The One Person Claude Code Can't Impress
The Kid Who Loved Wires
Growing up as a kid I was so much into Tech Stuff. I used to spend not hours but days discovering cool applications and playing around with them. Even the cables, wires and small circuits gave me immense satisfaction when I could see the potential of automating things.
I was pretty good at Microsoft Office apps like Word, Excel, PowerPoint and even Access when I was still around 10 years old. At that time my father, who is an engineer, was not so good with computers. I was so happy for myself for being so good at computer stuff, seeing even professionals in the industry lack those skills. I remember times when my father had to call the company's tech support team when he had problems with his computer - he never trusted me. But sometimes they ended up not being supportive at all, and me fixing them easily. I had to be proud of myself, low key.
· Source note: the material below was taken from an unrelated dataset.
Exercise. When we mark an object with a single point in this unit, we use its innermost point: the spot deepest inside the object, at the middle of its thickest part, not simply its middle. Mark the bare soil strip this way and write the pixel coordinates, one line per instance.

The Advice I Couldn't Fully Accept
I always bragged about how good I was at using these tech tools to get things done. Growing up in a smart family, it's never easy to impress anybody, naturally. Every time I bragged about my skills in using such tools, for example Excel, my father used to tell me that:
just knowing how to use a tool is not going to take you anywhere - but knowing and understanding the real problems and the process to solving them will.
It's tricky - you can't totally agree.
Lost With a Bow and Arrow
Time passed and I eventually started a PhD. I got the opportunity to read a lot, talk a lot and question the world. As the famous quotes say, when you're permanently stuck somewhere, you need to switch to a different world-view and approach it again.
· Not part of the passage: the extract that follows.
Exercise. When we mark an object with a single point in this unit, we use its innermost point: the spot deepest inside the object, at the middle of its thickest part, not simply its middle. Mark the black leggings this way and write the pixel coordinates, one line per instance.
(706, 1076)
If you are to hunt, you need to have the outcome in mind: hunting. You need to know what you're going to hunt, where you're going to hunt, and more. Having a bow and an arrow and knowing how to shoot doesn't make you a hunter. I was in many situations with a bow and arrows, waiting for something to come my way to shoot.
The Age of AI Agents
It's March 2026 and I've been using many agents to automate things for a while. LangFlow, Claude Code, Google Antigravity, Google Stitch, Figma AI, you name it. It's like, I have an idea, I explain it to Claude and it just does it. I don't know how, but it works. I see tweets, Instagram reels, and Facebook memes on real people being replaced by these AI agents - a lot of them.
Tech is addictive - it's not that someone is forcing you, it's you willingly sacrificing yourself for the instant satisfaction of doing cool stuff. The generation before me made decent money just by knowing how to use the tools. They had very little idea about the real problems - but honestly, they didn't need to. The market hadn't figured out how to replace them yet. That window is now closing fast.
Today, they don't need you anymore to use these tools - billions of dollars are being invested in AI. The only thing left that truly matters is knowing what problems actually need solving - and knowing the right people who can help you get there. No agent is going to figure that out for you.
He's Still Not Impressed
10–15 years fast-forward, I still brag about cool stuff I do with AI when I call my father every evening. I don't see him being impressed. We all somehow know that we can only impress people for so long until they start figuring out how to use these tools themselves. My father still doesn't know much about tech - but he knows problems and how to solve them. He's not insecure like many of us.
No Experiment is a Waste of Time
Concluding this, I'd say my family had no requirement at all to automate lights at home. I was finding solutions to problems that never existed. But today I'm finding solutions to other people's problems with what I've learned. So, no experiment is a waste of time.